Chapter One, for example, begins: “At the dawn of the 17th century, a group of nautical men assembled in an elegant home on one of Amsterdam’s grand canals. They gathered around a large table: nine well-to-do men, wearing the flat-brimmed beaver hats and fitted waistcoats fashionable among merchants and sea captains alike.”
Who wouldn’t have wanted to be around that illustrious table?
Skipping ahead, another chapter recounts the heroic tale of a 26-year-old British naval officer, Edward Riou, who kept his damaged vessel, the Guardian, afloat for two months in 1789, thanks to the nautical lessons he’d learned as a student.
Pivotal times in navigation history are highlighted
In this book, Schotte focuses on key points: Seville around 1552; Amsterdam in 1600; Dieppe around 1675; London in 1683; the Netherlands around 1710 and the Southern Indian Ocean in 1789. Within these historic pinpoints, she establishes the socio-economic and cultural context of scientific advancements, such as the drive for commerce and trade in 17th-century Amsterdam or the impact the printing press had on navigation.
She connects nautical history into a broader history of civilization and shows how members of the marine community “shaped politics and finance, appeared in art and literature and pushed for new solutions to long-standing, complex scientific problems.”
Publication commences when navigation was a mishmash of fields
In telling the story, Schotte starts at the beginning of the accumulation of scientific knowledge, noting that the way sailing was discussed for centuries incorporated a mishmash of fields, including pseudo scientific disciplines such as astrology and the zodiac, alongside cosmology, astronomy, geometry and mathematics.

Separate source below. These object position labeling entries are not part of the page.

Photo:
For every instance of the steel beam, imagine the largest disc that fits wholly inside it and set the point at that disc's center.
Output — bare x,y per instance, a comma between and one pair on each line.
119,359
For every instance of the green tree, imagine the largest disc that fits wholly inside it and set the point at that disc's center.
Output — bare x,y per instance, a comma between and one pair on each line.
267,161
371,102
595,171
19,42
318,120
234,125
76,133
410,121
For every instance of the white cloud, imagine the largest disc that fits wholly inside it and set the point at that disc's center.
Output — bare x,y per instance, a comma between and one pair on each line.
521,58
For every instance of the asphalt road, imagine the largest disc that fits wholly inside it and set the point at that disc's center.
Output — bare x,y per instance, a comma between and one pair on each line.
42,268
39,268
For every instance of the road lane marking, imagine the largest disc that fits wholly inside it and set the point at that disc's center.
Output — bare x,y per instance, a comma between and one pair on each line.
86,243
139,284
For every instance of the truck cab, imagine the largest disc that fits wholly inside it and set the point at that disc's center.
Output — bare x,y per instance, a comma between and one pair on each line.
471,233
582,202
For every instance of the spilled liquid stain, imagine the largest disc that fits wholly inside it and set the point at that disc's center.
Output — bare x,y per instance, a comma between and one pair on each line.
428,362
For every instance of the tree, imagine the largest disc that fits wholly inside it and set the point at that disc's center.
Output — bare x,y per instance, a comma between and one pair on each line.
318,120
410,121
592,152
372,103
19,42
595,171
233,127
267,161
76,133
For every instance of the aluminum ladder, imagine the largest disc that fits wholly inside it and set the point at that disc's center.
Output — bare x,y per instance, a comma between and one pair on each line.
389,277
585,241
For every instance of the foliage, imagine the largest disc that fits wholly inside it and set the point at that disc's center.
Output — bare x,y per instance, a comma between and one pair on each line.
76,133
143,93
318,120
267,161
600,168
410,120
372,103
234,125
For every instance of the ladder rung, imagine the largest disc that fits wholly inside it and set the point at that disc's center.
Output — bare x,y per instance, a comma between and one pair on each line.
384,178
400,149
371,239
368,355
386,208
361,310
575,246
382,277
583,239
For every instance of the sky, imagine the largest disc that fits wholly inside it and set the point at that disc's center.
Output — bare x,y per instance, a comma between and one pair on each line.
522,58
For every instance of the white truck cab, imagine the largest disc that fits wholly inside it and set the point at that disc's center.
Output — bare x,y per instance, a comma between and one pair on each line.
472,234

One of the first steps forward was in 1551, when Spanish humanist Martín Cortés penned a popular book on navigation, which, says Schotte, “set the tone for navigational textbooks for years to come.”
She reminds us, however, that most people were illiterate, and many navigators tended to value experience over book learning. Furthermore, there was resistance to scientific progress: Englishman William Bourne, for example, claimed that experienced captains were resistant to “newfangled tools,” such as maps.
Nations learned from nations, nautical classrooms sprung up
But slowly the introduction of instruments, charts and maps fueled advancements. The interplay among nations, which Schotte discusses, is interesting. The English learned from the Spanish: In 1558, Captain Stephen Borough, from Dover, visited Seville and viewed the instruments and manuals used to teach Spanish navigators, then brought back this knowledge to the court of Queen Elizabeth I.
As well, naval administrators, keen to get a leg up on the competition, sought to find out what neighbouring countries were developing. Soon nautical classrooms, textbooks and examination processes spread across Europe.
Several inventions were game changing
Comparing the 1400s to the 1500s, the average length of voyages more than tripled.
Schotte describes the key instruments that facilitated this great change. For example, by the 16th century, mariners were able to ascertain latitude using news tools like a cross-staff, backstaff or mariner’s ring. A navigator using a backstaff, for example, looked at the sun to measure its altitude.
The Golden Number was another key tool, albeit non-technical. It involved the navigator counting with his fingers and thumb to figure out the epact – the number of days by which the solar year differs from the lunar year. (Knowledge of sun and stars became increasingly important as well as math skills related to nature and geographic knowledge.)
Early modern navigators also used Traverse boards, wooden boards marked with the points of the compass with holes and pegs by which to indicate the course of the ship and to calculate distance.
From technical advancements to highly charged personal stories, Schotte’s book is a fascinating read.